Emotions of family dynamics play role

A “good” estate plan and will should focus on the emotional side of family dynamics, says a senior lawyer in the field.
Yet often, faced with a barrage of tax and legal issues and challenges, this side of advising clients is overlooked and/or overshadowed, says Jordan Atin, senior associate counsel at Hull & Hull LLP in Toronto and chair of the Ontario Bar Association’s trusts and estates section.

“Because of our work in the estates field, we get a unique perspective on families and family dynamics,” says Atin, author of The Family War - Winning the Inheritance Battle, and a certified specialist in estates and trust law. “This perspective is crucial, because at the heart of most estate plans, and almost certainly every estate dispute, lies family dynamics.

In reality, “a will is usually the last thing that a parent says to his or her children,” says Atin.
As such, the document “creates a definitive, lasting record of the relationship between parent and child and among a child and his or her siblings. That reason alone explains why estate disputes are so hotly contested,” he says.

And when the will is contested, when estate litigation does occur, it is often about “correcting” versus “upholding,” that lasting record,” he suggests.
Atin points out that lawyers generally focus on providing their clients with a good estate plan - the emphasis is on ensuring that the plan is sound from a technical and practical viewpoint.

“From a technical point of view, the will has to comply with income tax and trust law. For example, the law against perpetuities,” says Atin. Further, “A good practical estate plan will have considered the proper mechanics to permit a smooth estate administration; for example, providing for tie breaking in the event that the executors are deadlocked.”

But Atin feels that lawyers need to address their client’s family dynamics, too, given that at the heart of most estate litigation are long-term relationships viewed by family members from often very different viewpoints and interpretations.

“Alongside the practical and technical aspects, do we do as good a job of raising and giving advice on the emotional effects of the will that arise after the testator has passed away?” he asks. “Do we contemplate with our clients how the words in the will are going to resonate with the beneficiaries? Do we consider how the beneficiaries are going to react?”

So when advising clients, it’s important to remember to draft an estate plan that acknowledges that any potential future disputes are “about relationships which have continued for 30, 40, even 60 years,” he says.
“The fact that the estate plan is simple or complex does not matter,” says Atin. “It is history that matters.”

Which explains why beneficiaries unhappy with an estate plan are often heard to express sentiments based on “principles” that date back to their shared childhood, such as, “It’s not fair,” or, “Mom/dad wouldn’t really want it that way.”

Estate litigation practitioner Sender Tator agrees with Atin about the need to be sensitive to family dynamics. And why it’s so important to help clients anticipate the emotional responses that may come about when their beneficiaries read what’s in the will.

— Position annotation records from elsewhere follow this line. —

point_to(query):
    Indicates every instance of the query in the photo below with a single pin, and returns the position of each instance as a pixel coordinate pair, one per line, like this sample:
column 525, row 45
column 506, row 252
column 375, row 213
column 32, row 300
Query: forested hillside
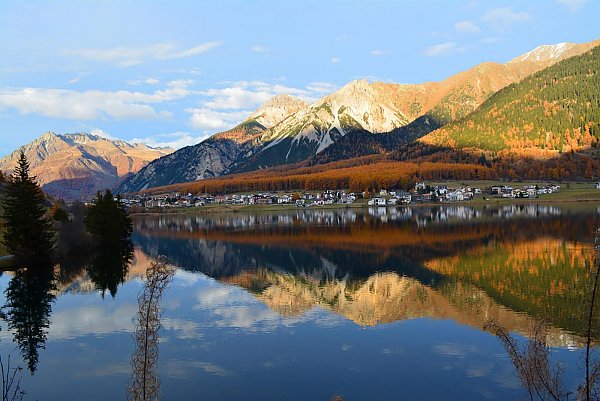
column 366, row 173
column 556, row 110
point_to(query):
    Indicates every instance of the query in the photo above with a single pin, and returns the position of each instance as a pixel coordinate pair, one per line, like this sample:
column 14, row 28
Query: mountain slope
column 214, row 156
column 75, row 166
column 553, row 111
column 397, row 113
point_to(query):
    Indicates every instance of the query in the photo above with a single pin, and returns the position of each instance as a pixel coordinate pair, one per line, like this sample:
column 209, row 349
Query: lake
column 366, row 304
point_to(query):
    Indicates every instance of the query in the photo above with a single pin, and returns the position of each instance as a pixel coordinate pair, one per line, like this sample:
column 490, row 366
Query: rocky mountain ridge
column 75, row 166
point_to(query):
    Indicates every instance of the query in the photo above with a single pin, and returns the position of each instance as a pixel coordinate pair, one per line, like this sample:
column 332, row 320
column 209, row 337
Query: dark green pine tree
column 28, row 233
column 107, row 220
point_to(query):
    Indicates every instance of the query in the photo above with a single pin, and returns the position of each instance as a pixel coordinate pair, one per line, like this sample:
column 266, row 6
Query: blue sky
column 172, row 73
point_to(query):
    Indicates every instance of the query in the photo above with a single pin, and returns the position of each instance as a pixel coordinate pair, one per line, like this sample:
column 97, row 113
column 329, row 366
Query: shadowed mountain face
column 75, row 166
column 360, row 118
column 380, row 116
column 469, row 265
column 214, row 156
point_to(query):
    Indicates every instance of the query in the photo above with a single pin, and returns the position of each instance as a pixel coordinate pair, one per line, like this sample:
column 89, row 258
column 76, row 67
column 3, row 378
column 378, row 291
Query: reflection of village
column 421, row 216
column 446, row 269
column 421, row 193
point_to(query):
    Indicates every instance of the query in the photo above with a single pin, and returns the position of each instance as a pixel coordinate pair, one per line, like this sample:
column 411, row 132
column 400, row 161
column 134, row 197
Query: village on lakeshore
column 421, row 193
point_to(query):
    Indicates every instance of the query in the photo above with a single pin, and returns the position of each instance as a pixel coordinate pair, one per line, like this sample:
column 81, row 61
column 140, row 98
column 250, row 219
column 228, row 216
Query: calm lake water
column 369, row 304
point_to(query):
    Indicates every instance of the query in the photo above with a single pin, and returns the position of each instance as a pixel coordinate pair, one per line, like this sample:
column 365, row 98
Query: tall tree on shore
column 28, row 233
column 107, row 220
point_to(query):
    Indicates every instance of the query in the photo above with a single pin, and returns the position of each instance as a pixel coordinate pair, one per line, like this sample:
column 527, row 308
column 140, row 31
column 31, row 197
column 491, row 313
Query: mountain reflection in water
column 511, row 264
column 348, row 300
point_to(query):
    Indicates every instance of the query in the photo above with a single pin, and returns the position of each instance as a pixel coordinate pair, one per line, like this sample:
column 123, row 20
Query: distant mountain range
column 545, row 100
column 360, row 118
column 74, row 166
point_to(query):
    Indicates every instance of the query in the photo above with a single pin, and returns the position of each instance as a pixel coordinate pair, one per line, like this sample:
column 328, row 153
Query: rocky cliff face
column 214, row 156
column 75, row 166
column 384, row 108
column 360, row 118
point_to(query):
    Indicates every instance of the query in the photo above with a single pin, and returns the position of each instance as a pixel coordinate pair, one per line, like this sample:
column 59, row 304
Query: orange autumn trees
column 374, row 175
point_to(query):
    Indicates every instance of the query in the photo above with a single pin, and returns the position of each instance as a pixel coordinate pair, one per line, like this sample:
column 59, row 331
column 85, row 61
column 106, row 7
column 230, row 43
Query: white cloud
column 211, row 120
column 174, row 140
column 227, row 106
column 574, row 5
column 235, row 98
column 128, row 56
column 259, row 49
column 378, row 53
column 502, row 18
column 91, row 104
column 467, row 27
column 443, row 49
column 147, row 81
column 491, row 39
column 321, row 88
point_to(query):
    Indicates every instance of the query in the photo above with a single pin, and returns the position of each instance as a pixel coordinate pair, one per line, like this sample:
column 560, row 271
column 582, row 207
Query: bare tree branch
column 144, row 361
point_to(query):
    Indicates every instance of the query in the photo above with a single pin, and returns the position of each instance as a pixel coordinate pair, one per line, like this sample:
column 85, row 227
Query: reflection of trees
column 109, row 265
column 542, row 380
column 28, row 305
column 144, row 382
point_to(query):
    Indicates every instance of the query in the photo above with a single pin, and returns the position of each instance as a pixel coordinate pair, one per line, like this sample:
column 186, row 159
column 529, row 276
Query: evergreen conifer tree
column 107, row 220
column 28, row 233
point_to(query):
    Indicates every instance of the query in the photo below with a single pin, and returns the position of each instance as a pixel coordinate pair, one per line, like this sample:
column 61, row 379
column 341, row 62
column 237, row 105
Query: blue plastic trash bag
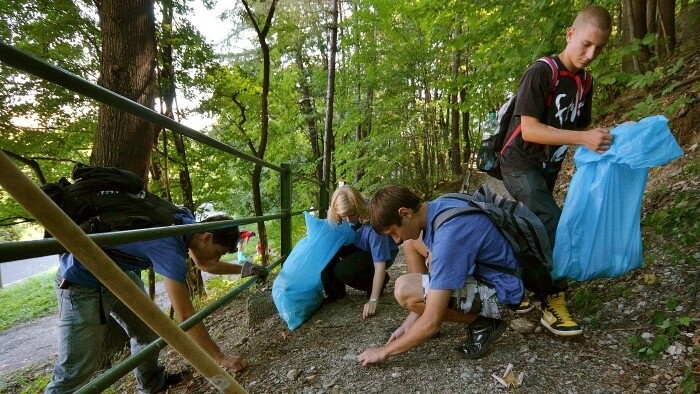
column 297, row 290
column 599, row 233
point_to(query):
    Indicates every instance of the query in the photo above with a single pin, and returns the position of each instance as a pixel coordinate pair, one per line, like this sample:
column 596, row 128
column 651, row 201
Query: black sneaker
column 172, row 380
column 480, row 334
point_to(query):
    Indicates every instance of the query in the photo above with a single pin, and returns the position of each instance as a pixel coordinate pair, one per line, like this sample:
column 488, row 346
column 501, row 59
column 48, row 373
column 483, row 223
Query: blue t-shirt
column 380, row 246
column 461, row 243
column 167, row 256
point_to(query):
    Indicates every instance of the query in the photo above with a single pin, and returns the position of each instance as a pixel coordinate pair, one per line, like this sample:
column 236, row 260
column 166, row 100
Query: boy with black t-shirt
column 531, row 163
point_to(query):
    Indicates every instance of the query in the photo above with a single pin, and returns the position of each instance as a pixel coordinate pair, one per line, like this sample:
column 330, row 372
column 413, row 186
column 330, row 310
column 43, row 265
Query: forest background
column 370, row 92
column 408, row 84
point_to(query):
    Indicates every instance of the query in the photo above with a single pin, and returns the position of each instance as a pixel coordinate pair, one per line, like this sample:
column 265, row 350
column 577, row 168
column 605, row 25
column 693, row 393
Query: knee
column 405, row 291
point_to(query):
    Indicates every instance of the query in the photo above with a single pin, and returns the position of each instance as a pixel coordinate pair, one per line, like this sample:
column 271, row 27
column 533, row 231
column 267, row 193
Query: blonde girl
column 362, row 265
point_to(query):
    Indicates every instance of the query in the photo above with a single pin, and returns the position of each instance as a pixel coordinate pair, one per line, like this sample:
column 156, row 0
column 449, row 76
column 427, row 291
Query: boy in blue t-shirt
column 456, row 248
column 84, row 303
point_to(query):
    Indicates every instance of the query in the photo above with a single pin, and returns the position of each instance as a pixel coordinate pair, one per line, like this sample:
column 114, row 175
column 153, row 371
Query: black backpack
column 521, row 227
column 492, row 148
column 104, row 199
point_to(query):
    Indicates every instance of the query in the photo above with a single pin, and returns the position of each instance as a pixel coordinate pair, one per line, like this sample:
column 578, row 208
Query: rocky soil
column 656, row 306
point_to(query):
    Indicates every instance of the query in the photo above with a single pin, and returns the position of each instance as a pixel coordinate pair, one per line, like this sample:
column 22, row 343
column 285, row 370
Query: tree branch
column 33, row 164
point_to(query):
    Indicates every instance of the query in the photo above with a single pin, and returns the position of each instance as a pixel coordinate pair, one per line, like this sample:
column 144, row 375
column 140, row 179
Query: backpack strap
column 555, row 77
column 450, row 213
column 550, row 95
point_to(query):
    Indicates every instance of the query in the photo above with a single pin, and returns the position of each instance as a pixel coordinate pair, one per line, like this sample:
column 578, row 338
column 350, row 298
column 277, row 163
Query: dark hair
column 228, row 236
column 385, row 203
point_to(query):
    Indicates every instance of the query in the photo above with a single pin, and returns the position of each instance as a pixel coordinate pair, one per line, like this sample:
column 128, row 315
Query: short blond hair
column 595, row 15
column 347, row 201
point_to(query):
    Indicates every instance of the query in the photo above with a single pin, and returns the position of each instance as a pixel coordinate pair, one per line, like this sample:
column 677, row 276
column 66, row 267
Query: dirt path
column 35, row 342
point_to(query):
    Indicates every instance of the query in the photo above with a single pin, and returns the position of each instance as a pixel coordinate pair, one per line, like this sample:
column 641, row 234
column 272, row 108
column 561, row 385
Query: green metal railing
column 10, row 251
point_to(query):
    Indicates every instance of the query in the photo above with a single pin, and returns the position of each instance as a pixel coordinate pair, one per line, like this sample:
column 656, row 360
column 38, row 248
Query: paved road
column 15, row 271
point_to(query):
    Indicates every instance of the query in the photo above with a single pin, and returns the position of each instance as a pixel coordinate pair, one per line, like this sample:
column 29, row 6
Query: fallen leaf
column 509, row 380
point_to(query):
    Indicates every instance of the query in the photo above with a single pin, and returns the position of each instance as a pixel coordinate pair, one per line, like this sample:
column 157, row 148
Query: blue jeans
column 81, row 333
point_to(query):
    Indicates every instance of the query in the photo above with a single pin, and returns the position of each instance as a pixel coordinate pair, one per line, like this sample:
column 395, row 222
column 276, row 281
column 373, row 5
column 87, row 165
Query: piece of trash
column 509, row 380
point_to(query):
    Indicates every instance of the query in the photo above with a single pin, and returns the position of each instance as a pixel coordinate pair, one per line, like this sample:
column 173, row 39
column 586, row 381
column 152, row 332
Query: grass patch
column 23, row 383
column 27, row 300
column 586, row 302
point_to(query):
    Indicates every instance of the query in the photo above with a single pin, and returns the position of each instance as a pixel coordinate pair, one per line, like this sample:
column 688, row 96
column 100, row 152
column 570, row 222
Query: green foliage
column 680, row 220
column 22, row 383
column 668, row 329
column 32, row 298
column 688, row 384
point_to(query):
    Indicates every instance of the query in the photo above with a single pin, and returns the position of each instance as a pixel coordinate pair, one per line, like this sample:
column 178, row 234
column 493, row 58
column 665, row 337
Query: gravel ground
column 321, row 355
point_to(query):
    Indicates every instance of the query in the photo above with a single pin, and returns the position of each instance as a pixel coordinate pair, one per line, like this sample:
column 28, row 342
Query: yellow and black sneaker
column 525, row 305
column 556, row 317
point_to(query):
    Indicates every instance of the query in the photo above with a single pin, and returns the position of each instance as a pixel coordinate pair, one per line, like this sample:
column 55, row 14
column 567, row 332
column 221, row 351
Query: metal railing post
column 286, row 209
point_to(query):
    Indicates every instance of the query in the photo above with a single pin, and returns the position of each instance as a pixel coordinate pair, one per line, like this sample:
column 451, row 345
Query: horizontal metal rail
column 118, row 371
column 11, row 251
column 38, row 67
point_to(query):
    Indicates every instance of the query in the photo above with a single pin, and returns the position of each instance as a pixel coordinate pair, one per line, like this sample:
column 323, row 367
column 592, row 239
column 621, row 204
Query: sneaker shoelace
column 558, row 307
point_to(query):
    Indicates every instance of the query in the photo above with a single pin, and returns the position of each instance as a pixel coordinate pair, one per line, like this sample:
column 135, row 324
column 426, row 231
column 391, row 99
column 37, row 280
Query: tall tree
column 262, row 30
column 330, row 94
column 127, row 67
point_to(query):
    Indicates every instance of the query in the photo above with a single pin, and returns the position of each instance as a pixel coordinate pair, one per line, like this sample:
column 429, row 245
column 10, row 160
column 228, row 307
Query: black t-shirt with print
column 531, row 101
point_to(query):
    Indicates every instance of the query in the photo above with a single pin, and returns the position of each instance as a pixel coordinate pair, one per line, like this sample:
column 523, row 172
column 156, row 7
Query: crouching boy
column 473, row 272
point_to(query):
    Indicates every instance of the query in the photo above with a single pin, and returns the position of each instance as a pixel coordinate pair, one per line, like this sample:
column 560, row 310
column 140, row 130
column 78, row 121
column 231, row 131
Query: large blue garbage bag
column 297, row 291
column 599, row 232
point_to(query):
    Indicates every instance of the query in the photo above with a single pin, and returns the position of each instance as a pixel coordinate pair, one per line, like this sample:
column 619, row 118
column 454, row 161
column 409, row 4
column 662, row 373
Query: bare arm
column 217, row 267
column 596, row 139
column 370, row 307
column 423, row 328
column 182, row 305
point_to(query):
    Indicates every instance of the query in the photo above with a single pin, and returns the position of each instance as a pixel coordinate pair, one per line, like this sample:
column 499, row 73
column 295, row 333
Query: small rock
column 293, row 374
column 522, row 326
column 328, row 384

“Ideally, you want to sit down with the family and help them work through family issues and concerns at the time the will or trust is being created,” says Tator, a partner at Schnurr Kirsh Stephens, in Toronto. The firm specializes in estates, trusts, and mental incompetency litigation.

“More often than not, people don’t take this route to estate planning, so what does happen is unhappy beneficiaries seeking out lawyers, looking to ‘right’ what they consider is the ‘wrong’ that’s been dealt them by way of the will,” he says.

So whether it’s “a common law spouse in a battle with adult children from a first marriage, or a situation where one child receives a greater gift than his or her sibling, emotions are running high,” says Tator. “As a lawyer, you have to remember that there’s a ‘history’ . . . . Once upon a time the two siblings were youngsters running around playing outdoors.”

As a result, in estate litigation - in a similar way as with estate planning - it’s always important to look at not only the legal issues, but also to ask the client questions, such as: “What is your brother like? How do you anticipate your stepmother will react?” says Tator.

Obtaining background will help to achieve two goals, he says. “You’ll gain a better understanding of what your client hopes to achieve, and secondly, more recognition of what the person on the opposite side is looking for, based on the history of the relationship and its dynamics.”

Tator says that this conversation about the emotional aspects surrounding the will or trust may have to be revisited. “Often clients don’t tell you pertinent information during the first conversation. The fact that your client hasn’t spoken to his sibling for 10 years is certainly something that may be very relevant,” he says.

“I think emotion often gets in the way of legal or practical realities; your client is often looking for a certain result, which legally may not be feasible,” says Tator, noting that mediation (mandatory in estate and trust litigation in certain centres in Ontario) is often a good forum for bringing emotions to the table in a setting “where people have their say and you can craft a settlement without the time and costs associated with court proceedings.”

“I think there’s a huge value for clients in putting the case behind you, not letting it hang over your head. Sometimes fences can be mended when there’s an acknowledgment of what might have been bruised feelings,” he adds. “I’ve had clients in advance of mediation tell me, ‘There’s no way they [the opposing party] will settle,’ but lo and behold it does.”